The demo itself uses a modified version of the rrrola trick to draw an approximate geometric line for raycasting without the need to use any floating point arithmetic, which is great since I didn't really want to implement a floating point unit for a simple demo. The Clash code above is compiled to Verilog, and then synthesized and converted to a BLIF specification using Yosys.

FPGA simulator

The simulator is fully written in Rust. The simulator first takes the BLIF specification generated by Yosys as input and parses it into a model structure with each basic logic element (BLE), input signals, and output signals. A topological sort is then used to order the elements so that elements that require some signal to have been created during the current cycle will come after the element that generates that signal. I've set up a simulation loop to run on the model for some number iterations and generate the model's output signals on each cycle. In the case of the hardware description above, every cycle will output the color of the next pixel on a 320x200 screen. While the original implementation I wrote would compile the simulator to WASM and draw the pixels directly to screen, poor performance of the current implementation led me to save frame data to a file and use a second program compiled to WASM to write frame data to the screen instead.

Future Improvements

Parallelizing simulator execution using WebGL

This is the main reason why I'm stopping this project here for now. My original plan for the simulator was to implement the LUTs and registers using compute shaders so that I could take advantage of the parallel nature of hardware (similar to this problem from Google CTF Finals 2019). Unfortunately, existing graphics APIs do not make it easy to implement a locking feature on individual cores for continuing execution only when a signal they are dependent on has been generated. Also, since I want this simulator to run in a browser, I'd need to use the WebGL API, which only recently added compute shaders and only supports them in experimental builds of popular browsers. I likely won't reapproach this project until then since I wouldn't be able to show it here if I did. :(

Adding a RISC CPU on top of the abstraction

This is pretty low-hanging fruit in my opinion if I wanted to make this project even more ridiculous, as writing a RISC CPU with minimal functionality is pretty trivial. However, performance while doing nothing other than drawing a fancy demo to the screen is already so bad that dumping a RISC core on top would make even pre-rendering frames using the simulator very painful.

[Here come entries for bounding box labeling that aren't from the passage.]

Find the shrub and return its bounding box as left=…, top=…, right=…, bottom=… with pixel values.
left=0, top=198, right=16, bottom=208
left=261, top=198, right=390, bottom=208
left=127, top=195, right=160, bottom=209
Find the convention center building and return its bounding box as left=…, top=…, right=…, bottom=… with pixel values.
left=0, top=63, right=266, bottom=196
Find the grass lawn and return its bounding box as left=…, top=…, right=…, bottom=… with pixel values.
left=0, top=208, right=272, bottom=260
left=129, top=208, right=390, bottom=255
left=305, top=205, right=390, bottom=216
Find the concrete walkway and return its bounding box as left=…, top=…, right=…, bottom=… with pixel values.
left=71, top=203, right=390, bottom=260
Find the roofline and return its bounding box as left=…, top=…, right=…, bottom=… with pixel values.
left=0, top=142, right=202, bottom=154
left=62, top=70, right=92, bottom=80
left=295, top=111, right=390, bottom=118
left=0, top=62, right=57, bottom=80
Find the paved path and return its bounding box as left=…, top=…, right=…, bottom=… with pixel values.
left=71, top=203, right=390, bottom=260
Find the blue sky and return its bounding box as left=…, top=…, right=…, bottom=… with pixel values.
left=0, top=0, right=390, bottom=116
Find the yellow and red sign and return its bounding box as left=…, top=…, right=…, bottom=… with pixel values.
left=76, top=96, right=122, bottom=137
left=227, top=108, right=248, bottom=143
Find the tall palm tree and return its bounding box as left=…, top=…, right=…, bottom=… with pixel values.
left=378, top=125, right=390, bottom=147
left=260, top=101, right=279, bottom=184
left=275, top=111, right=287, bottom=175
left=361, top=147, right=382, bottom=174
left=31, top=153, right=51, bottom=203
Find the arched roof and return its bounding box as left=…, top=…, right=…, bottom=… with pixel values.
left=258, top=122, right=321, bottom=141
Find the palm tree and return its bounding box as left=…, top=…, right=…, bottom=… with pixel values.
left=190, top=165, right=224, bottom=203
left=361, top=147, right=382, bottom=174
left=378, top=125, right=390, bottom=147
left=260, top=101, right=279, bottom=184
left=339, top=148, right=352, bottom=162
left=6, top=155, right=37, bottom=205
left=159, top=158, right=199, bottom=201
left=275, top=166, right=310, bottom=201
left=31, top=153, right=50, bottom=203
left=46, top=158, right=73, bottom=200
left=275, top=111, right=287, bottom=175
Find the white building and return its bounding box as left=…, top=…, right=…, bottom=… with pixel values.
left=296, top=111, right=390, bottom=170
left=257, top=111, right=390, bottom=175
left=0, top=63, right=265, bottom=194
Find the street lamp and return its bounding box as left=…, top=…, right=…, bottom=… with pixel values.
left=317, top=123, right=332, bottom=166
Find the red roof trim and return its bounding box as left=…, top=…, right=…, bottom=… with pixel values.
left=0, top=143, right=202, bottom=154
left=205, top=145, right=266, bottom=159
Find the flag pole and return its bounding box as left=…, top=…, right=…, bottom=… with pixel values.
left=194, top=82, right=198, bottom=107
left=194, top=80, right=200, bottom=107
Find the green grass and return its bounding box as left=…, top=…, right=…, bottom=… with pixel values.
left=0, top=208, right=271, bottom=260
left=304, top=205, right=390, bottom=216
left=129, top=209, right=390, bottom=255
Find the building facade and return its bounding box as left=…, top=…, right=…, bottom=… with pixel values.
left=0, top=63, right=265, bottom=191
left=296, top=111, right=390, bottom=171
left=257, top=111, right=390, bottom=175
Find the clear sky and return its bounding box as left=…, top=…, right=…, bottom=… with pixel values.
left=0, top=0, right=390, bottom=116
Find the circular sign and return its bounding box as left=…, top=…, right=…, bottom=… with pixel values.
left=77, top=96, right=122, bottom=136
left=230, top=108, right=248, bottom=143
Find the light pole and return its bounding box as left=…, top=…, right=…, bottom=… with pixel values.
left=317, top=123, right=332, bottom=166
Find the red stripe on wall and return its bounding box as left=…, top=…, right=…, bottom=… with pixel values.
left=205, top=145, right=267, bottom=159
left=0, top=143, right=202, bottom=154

Adding an operating system on top of the custom RISC core

Same as above. :(

Conclusion

Working on this project was a lot of fun and a great learning experience for me. I didn't intend to spend as much time as I did getting things to work as I wanted them, but the end result was that I learned far more about Haskell, WASM, and FPGAs than I had originally intended to. Hopefully once compute shaders are stable in WebGL I can take another stab at finishing the entire abstraction.